The airframer revealed a mock-up of its HondaJet 2600 concept at NBAA’s annual trade show in Las Vegas on 12 October.

“This aircraft is the first transcontinental light jet. It is capable of flying from New York to Los Angeles,” says Honda Aircraft chief executive Michimasa Fujino.

HondaJet 2600 concept 101221

Source: HondaJet

A rendering of Honda’s concept for its HondaJet 2600 light jet

The clean-sheet concept’s range, efficiency, comfort and lower cabin-pressure altitude will “redefine” the light jet segment, he says.

The aircraft will carry up to 11 people and be capable of being flown by a single pilot. It will have 2,625nm (4,862km) of range with five people, maximum cruise speed of 450kt (834km/h) and a maximum cruise altitude of 47,000ft.

Those capabilities will let the 2600 compete it the “mid-size market as well”, Fujino says.

Honda Aircraft has not officially launched the 2600 development programme nor specified a development timeline. Rather, it has revealed a concept it hopes will generate sufficient customer interest to move forward with development and certification.

“We are still looking for customer feedback and market feedback before we commit to dates,” says Honda Aircraft director of sales Peter Kriegler.

The jet will have upper-wing mounted engines like Honda Aircraft’s existing HA-420 HondaJet Elite S. That jet, conceived in the early 2000s, can carry up to eight people (including a pilot) and has 1,437nm of range.

Honda Aircraft would manufacturer the 2600 at its site in Greensboro, North Carolina.

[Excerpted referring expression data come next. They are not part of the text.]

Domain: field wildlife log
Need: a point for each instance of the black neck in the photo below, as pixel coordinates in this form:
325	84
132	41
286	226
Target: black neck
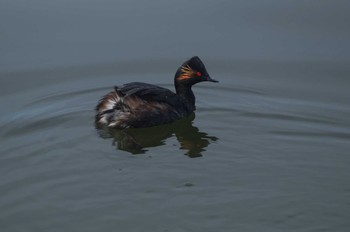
185	92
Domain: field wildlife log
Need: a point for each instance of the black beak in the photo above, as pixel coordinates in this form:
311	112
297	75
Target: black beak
210	79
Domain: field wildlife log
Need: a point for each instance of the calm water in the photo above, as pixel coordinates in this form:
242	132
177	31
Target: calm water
267	149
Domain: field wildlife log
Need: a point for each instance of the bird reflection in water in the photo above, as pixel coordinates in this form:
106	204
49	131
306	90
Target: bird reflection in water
136	140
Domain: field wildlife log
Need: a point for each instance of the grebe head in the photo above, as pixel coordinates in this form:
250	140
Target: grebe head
192	72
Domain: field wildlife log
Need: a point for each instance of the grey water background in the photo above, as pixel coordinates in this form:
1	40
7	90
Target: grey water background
269	144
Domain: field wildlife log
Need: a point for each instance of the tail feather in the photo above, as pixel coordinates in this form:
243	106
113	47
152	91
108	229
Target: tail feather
107	107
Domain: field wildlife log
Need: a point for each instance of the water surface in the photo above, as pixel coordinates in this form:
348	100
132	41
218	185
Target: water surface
266	150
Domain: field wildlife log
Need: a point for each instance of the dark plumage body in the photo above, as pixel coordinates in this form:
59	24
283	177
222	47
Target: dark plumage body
139	104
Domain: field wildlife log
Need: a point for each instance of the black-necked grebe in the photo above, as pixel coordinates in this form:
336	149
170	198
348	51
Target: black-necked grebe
139	104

The 2600 will have a composite fuselage, and a new wing with a 17.3m (56.7ft) span. The cabin will be several inches wider at shoulder and foot level than the HA-420, and the centre of its cabin will be slightly higher, Kriegler says. The 2600’s cockpit will also be larger than the HA-420.

Kriegler says the 2600 will be 20% more fuel efficient than other light jets on the market thanks to its upper-wing-mounted engine configuration and clean-sheet design that maximises “laminar flow” – a state at which air flows around an aircraft without disturbance.

Those qualities will make the aircraft 40% more efficient than mid-size business jets, Honda Aircraft says.

The company intends to outfit the jet with leading technologies, including auto-throttle and auto-braking systems. At 47,000ft altitude, the 2600’s cabin can be pressurised to the equivalent of 6,300ft.